When Marnie and Mark face each other alone in a cruise ship cabin on their wedding night, the moment is vitiated by a background panoramic projection of a ship at sea and the conjugal bed filled with male supers in suits and fedoras. Here we need to see these two tortured souls trapped alone together in intimate contact. As staged here, all sexual and dramatic tension was lost. In fact, sexual repression, frustrated desire, and tender romantic feelings are all absent from the characters and music, rendering the central relationship in the story pointless and empty. Why do they stay together and why should they (or we) care? Whatever suspense or dramatic conflict the first act creates is dissipated by the second act.

The cast is fantastic from top to bottom. In the title role, Isabel Leonard is fantastic and would be a perfect Marnie if one existed in the music. Her multifaceted mezzo-soprano has tones that suggest lyric soprano fragility, cool seduction, and dark anguish. Her mask-like beauty both entices and tells us to keep our distance — we can never see what is underneath. Muhly’s use of a mini-chorus of Marnie alter egos evoking her splintered identity is an intriguing concept but is used too inconsistently musically and dramatically to register.

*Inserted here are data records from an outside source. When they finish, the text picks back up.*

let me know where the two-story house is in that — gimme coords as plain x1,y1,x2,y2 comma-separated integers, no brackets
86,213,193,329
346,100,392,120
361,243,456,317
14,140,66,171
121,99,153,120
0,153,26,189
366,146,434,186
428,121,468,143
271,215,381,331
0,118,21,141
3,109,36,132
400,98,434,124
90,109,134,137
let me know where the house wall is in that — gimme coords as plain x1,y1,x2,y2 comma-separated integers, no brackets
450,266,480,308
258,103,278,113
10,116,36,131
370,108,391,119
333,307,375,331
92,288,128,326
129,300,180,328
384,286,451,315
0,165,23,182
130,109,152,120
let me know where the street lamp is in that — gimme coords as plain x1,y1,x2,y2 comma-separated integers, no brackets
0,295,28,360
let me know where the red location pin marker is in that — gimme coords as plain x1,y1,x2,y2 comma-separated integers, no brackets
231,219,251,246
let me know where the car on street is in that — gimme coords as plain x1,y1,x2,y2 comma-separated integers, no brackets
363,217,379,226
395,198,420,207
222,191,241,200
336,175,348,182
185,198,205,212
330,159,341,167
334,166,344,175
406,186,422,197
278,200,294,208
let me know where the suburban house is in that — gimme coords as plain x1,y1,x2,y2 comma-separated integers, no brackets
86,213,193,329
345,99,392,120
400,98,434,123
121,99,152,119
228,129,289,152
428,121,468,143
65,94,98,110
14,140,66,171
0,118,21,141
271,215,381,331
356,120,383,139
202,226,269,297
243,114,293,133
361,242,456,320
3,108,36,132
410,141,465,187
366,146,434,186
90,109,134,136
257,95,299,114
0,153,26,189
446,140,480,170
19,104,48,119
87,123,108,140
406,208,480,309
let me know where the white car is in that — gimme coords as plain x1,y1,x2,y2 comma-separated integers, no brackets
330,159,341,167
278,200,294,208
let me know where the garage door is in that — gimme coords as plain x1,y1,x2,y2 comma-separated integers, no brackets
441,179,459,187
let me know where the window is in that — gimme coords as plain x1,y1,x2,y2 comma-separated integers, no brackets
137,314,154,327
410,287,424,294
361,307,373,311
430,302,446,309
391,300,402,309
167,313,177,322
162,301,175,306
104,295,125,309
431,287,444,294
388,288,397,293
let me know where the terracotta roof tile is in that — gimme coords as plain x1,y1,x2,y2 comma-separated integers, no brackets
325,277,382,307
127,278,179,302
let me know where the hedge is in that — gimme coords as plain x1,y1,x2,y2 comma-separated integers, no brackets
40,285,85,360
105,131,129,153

Mark’s mother tells us that his first wife told her she didn’t know who he was and she doesn’t know who he is either. Christopher Maltman as Mark remains an opaque cipher because that is what the role demands. Maltman lacks the magnetic charisma of a young Sean Connery that might make us understand why Marnie can’t run away from him.

Vivid cameos by Janis Kelly as Mark’s icy mother, countertenor Iestyn Davies as Mark’s creepy brother Terry, Denyce Graves as Marnie’s malefic mother, and Anthony Dean Griffey as the repellant hypocrite Mr. Strutt embody the hostile social forces that force Marnie to live in a perpetual state of flight and deception.

The Met Orchestra led by debutant maestro Robert Spano found all the colors in Muhly’s heavy orchestration. The Met Chorus led by Donald Palumbo distinguished themselves in the best vocal writing Muhly composed for the opera. But all it was all sound and fury signifying nothing.